Selected as a mission specialist by NASA in July 2000, Stott reported for astronaut candidate training in August 2000. Following the completion of two years of training and evaluation, she was assigned technical duties in the Astronaut Office Station Operations Branch, where she performed crew evaluations of station payloads. She also worked as a support astronaut and CAPCOM for the ISS Expedition 10 crew. In April 2006, she was a crew member on the NEEMO 9 mission (NASA Extreme Environment Mission Operations) where she lived and worked with a six-person crew for 18 days on the Aquarius undersea research habitat. Stott was previously assigned to Expedition 20 and Expedition 21. She was launched to the International Space Station with the crew of STS-128, participating in the first spacewalk of that mission, and returned on STS-129, thus becoming the last Expedition crew-member to return to Earth via the space shuttle. Stott completed her second spaceflight on STS-133, the third to last flight of the space shuttle.

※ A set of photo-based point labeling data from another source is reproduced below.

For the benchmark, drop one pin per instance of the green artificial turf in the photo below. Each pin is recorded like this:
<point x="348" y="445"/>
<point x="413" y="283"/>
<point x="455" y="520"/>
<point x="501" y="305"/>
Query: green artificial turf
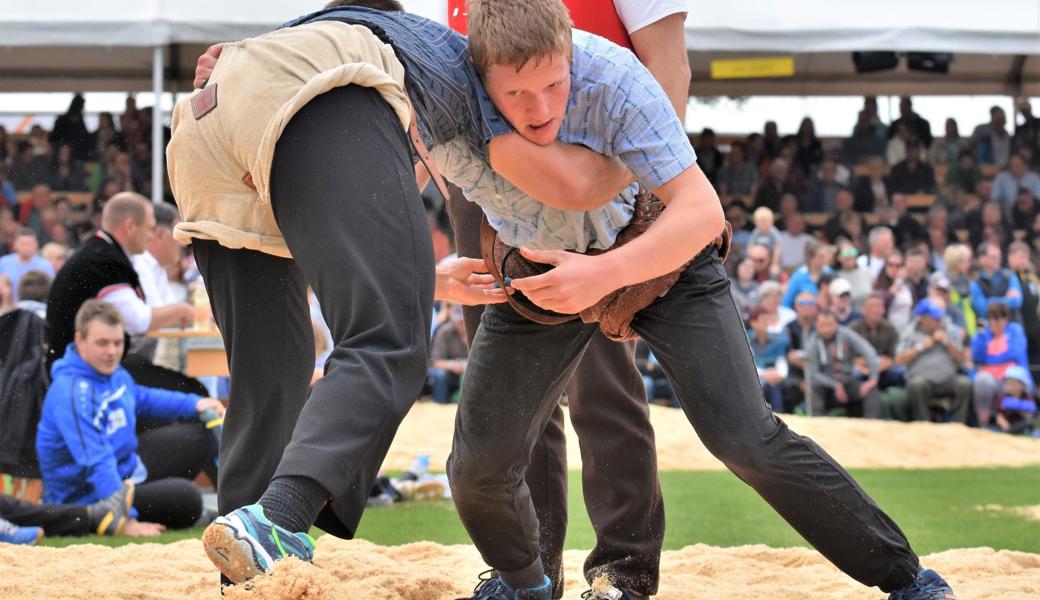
<point x="936" y="509"/>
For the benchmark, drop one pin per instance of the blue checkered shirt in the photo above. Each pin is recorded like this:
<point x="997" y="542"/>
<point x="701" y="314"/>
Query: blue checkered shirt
<point x="448" y="96"/>
<point x="617" y="109"/>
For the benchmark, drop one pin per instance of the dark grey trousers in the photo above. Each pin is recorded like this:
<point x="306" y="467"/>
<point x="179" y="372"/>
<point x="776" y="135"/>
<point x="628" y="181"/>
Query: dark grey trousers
<point x="344" y="197"/>
<point x="517" y="370"/>
<point x="607" y="406"/>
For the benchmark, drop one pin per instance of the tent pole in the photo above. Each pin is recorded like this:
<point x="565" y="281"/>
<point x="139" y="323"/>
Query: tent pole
<point x="157" y="175"/>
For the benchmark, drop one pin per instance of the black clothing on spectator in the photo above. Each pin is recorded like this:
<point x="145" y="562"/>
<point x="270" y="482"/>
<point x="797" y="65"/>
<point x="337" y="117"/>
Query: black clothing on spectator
<point x="916" y="179"/>
<point x="169" y="496"/>
<point x="70" y="130"/>
<point x="23" y="385"/>
<point x="99" y="263"/>
<point x="25" y="174"/>
<point x="917" y="125"/>
<point x="1023" y="218"/>
<point x="809" y="155"/>
<point x="769" y="194"/>
<point x="908" y="230"/>
<point x="1031" y="313"/>
<point x="862" y="191"/>
<point x="73" y="180"/>
<point x="710" y="160"/>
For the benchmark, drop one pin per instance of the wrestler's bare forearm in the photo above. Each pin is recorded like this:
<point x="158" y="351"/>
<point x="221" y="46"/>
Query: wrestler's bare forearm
<point x="693" y="219"/>
<point x="560" y="175"/>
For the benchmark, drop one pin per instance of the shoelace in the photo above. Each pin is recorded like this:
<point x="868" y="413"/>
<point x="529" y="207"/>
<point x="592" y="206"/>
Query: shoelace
<point x="484" y="588"/>
<point x="7" y="528"/>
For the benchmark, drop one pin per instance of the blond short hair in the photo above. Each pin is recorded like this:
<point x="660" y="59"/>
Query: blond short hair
<point x="762" y="212"/>
<point x="515" y="31"/>
<point x="956" y="254"/>
<point x="53" y="250"/>
<point x="95" y="310"/>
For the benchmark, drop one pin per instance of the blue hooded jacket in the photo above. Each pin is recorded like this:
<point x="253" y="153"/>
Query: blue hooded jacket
<point x="86" y="441"/>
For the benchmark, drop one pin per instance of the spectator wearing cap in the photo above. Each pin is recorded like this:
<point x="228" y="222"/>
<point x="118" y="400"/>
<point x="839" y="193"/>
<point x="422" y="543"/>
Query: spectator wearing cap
<point x="834" y="383"/>
<point x="859" y="278"/>
<point x="807" y="277"/>
<point x="891" y="283"/>
<point x="770" y="351"/>
<point x="1020" y="262"/>
<point x="958" y="263"/>
<point x="939" y="290"/>
<point x="879" y="333"/>
<point x="761" y="258"/>
<point x="1008" y="182"/>
<point x="769" y="298"/>
<point x="994" y="284"/>
<point x="798" y="333"/>
<point x="1016" y="407"/>
<point x="840" y="292"/>
<point x="931" y="350"/>
<point x="993" y="349"/>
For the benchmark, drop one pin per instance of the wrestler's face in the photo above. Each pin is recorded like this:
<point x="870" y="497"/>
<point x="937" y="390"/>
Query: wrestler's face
<point x="102" y="346"/>
<point x="534" y="98"/>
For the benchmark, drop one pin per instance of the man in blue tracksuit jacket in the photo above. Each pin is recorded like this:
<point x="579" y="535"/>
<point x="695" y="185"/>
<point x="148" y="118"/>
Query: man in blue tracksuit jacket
<point x="87" y="441"/>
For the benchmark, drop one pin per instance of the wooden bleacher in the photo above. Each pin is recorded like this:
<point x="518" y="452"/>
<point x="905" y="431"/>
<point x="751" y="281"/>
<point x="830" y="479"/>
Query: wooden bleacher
<point x="28" y="490"/>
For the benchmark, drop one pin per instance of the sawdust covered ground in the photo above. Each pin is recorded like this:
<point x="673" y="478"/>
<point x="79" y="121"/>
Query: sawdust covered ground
<point x="359" y="570"/>
<point x="424" y="571"/>
<point x="853" y="442"/>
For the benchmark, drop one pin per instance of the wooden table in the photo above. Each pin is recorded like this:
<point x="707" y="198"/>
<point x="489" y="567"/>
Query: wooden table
<point x="203" y="350"/>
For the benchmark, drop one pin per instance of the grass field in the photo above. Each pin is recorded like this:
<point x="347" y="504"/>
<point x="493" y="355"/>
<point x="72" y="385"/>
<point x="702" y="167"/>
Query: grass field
<point x="936" y="509"/>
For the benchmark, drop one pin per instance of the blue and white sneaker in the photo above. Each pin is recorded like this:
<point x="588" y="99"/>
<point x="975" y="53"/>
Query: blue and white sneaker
<point x="11" y="533"/>
<point x="244" y="544"/>
<point x="491" y="588"/>
<point x="928" y="585"/>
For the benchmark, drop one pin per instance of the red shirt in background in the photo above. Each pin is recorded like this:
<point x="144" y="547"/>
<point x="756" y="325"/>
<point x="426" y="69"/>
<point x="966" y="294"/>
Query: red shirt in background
<point x="597" y="17"/>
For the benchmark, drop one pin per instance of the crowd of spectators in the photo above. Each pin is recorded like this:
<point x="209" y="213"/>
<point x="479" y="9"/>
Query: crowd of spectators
<point x="887" y="275"/>
<point x="904" y="264"/>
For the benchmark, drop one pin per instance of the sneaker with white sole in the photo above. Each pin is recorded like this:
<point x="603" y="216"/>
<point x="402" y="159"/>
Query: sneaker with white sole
<point x="11" y="533"/>
<point x="244" y="544"/>
<point x="109" y="517"/>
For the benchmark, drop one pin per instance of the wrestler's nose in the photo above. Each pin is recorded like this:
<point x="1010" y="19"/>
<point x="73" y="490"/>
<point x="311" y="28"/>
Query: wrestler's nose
<point x="539" y="107"/>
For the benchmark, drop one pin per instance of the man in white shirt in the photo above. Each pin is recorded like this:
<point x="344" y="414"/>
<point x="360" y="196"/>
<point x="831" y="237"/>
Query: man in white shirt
<point x="151" y="265"/>
<point x="882" y="241"/>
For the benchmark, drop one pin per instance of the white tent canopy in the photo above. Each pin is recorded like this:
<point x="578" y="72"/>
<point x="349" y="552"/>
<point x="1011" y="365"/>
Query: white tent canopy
<point x="106" y="45"/>
<point x="135" y="45"/>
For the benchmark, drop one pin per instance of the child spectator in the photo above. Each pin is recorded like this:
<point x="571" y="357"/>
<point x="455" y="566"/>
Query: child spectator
<point x="994" y="349"/>
<point x="769" y="349"/>
<point x="767" y="234"/>
<point x="1016" y="409"/>
<point x="87" y="442"/>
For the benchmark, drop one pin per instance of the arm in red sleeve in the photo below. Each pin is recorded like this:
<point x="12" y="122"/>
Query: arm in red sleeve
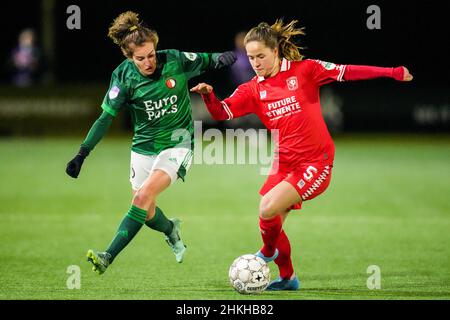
<point x="239" y="104"/>
<point x="353" y="73"/>
<point x="215" y="107"/>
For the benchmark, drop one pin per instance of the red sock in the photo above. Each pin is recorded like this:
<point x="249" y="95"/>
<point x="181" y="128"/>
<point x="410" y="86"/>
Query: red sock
<point x="283" y="260"/>
<point x="270" y="231"/>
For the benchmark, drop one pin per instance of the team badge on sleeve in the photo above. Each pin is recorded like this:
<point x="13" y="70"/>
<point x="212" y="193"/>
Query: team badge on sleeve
<point x="114" y="92"/>
<point x="171" y="83"/>
<point x="292" y="83"/>
<point x="190" y="55"/>
<point x="327" y="65"/>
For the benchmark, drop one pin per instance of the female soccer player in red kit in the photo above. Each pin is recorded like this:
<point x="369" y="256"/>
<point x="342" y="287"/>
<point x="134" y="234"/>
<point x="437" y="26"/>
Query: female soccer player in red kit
<point x="284" y="94"/>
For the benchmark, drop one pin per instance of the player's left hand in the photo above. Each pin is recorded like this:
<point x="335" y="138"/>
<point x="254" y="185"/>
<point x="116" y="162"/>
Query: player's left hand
<point x="226" y="59"/>
<point x="406" y="75"/>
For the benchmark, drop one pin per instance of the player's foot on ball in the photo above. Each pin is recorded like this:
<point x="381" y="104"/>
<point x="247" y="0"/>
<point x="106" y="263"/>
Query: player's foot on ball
<point x="175" y="242"/>
<point x="99" y="260"/>
<point x="284" y="284"/>
<point x="267" y="259"/>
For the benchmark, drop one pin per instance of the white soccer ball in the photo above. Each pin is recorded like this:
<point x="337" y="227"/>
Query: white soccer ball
<point x="249" y="274"/>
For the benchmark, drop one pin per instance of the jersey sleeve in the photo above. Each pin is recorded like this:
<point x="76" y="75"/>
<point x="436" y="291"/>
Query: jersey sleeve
<point x="239" y="104"/>
<point x="116" y="97"/>
<point x="194" y="64"/>
<point x="323" y="72"/>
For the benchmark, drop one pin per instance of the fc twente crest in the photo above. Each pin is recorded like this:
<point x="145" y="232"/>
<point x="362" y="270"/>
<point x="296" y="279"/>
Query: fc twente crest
<point x="292" y="83"/>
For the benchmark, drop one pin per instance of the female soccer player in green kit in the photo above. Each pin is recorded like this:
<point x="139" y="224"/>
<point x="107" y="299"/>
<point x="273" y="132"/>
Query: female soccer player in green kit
<point x="153" y="85"/>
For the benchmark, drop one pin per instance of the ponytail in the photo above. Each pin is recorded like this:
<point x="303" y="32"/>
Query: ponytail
<point x="278" y="36"/>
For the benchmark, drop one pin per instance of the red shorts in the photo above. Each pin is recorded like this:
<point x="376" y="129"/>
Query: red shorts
<point x="309" y="180"/>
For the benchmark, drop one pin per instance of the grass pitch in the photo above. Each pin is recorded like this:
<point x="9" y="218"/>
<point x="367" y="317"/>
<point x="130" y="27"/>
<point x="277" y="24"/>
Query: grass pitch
<point x="388" y="205"/>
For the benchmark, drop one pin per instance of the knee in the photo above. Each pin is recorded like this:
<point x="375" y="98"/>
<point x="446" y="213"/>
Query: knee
<point x="143" y="199"/>
<point x="267" y="208"/>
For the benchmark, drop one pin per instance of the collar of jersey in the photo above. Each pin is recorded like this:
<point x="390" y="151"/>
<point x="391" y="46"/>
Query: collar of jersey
<point x="285" y="65"/>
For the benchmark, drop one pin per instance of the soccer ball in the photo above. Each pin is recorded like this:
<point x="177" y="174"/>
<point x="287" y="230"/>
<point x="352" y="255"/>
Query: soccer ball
<point x="249" y="274"/>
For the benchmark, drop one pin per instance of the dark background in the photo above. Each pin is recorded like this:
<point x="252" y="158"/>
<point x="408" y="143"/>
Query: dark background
<point x="414" y="34"/>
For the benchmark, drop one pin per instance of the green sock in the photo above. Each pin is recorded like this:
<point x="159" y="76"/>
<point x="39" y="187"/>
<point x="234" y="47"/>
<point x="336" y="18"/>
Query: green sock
<point x="129" y="227"/>
<point x="160" y="223"/>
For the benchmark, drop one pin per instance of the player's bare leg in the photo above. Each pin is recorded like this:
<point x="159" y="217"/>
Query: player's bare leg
<point x="274" y="210"/>
<point x="153" y="186"/>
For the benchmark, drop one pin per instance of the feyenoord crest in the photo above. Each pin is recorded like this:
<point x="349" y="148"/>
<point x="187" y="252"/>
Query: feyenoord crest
<point x="292" y="83"/>
<point x="171" y="83"/>
<point x="114" y="92"/>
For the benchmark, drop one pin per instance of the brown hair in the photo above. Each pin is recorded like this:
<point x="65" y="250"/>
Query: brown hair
<point x="126" y="30"/>
<point x="278" y="36"/>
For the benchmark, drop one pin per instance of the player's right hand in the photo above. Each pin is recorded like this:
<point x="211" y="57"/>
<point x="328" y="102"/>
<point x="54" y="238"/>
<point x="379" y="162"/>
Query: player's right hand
<point x="406" y="75"/>
<point x="74" y="166"/>
<point x="202" y="88"/>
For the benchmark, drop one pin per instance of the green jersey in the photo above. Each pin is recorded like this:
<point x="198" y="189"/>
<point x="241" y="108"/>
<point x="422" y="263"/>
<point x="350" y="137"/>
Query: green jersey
<point x="159" y="104"/>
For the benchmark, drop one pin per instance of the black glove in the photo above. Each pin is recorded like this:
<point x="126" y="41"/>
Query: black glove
<point x="74" y="166"/>
<point x="226" y="59"/>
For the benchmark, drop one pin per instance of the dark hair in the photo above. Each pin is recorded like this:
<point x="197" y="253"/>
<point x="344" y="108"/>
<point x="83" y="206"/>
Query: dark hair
<point x="278" y="36"/>
<point x="126" y="29"/>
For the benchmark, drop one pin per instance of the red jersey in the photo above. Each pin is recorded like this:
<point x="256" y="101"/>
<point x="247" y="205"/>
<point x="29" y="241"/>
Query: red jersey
<point x="289" y="103"/>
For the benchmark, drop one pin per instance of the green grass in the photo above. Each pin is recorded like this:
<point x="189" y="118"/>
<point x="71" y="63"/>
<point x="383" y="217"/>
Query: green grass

===First live tweet-up from space===
On October 21, 2009, Stott and her Expedition 21 crewmate Jeff Williams participated in the first NASA Tweetup from the station with members of the public gathered at NASA Headquarters in Washington, D.C. This involved the first live Twitter connection for the astronauts. Previously, astronauts on board the Space Shuttle or ISS had sent the messages they desired to send as tweets down to Mission Control which then posted them via the Internet to Twitter.

== Post NASA ==

Stott was featured in a Super Bowl LIV commercial promoting Girls Who Code. Stott has also written the book Back to Earth, described as "What Life in Space Taught Me About Our Home Planet and Our Mission to Protect It". She is also an artist and brought a small watercolor kit on ISS Expedition 21 where she was the first person to paint with watercolor in space. Her current works often relate to astronomy including her Earth Observation collection and Spacecraft collection. In 2022, she provided the narration to a piece being performed by the Schenectady Symphony Orchestra, Glen Cortese's "Voyager: A Journey to the Stars". Stott is a founding director of the Space for Art Foundation, which seeks to combine art and space exploration for healing.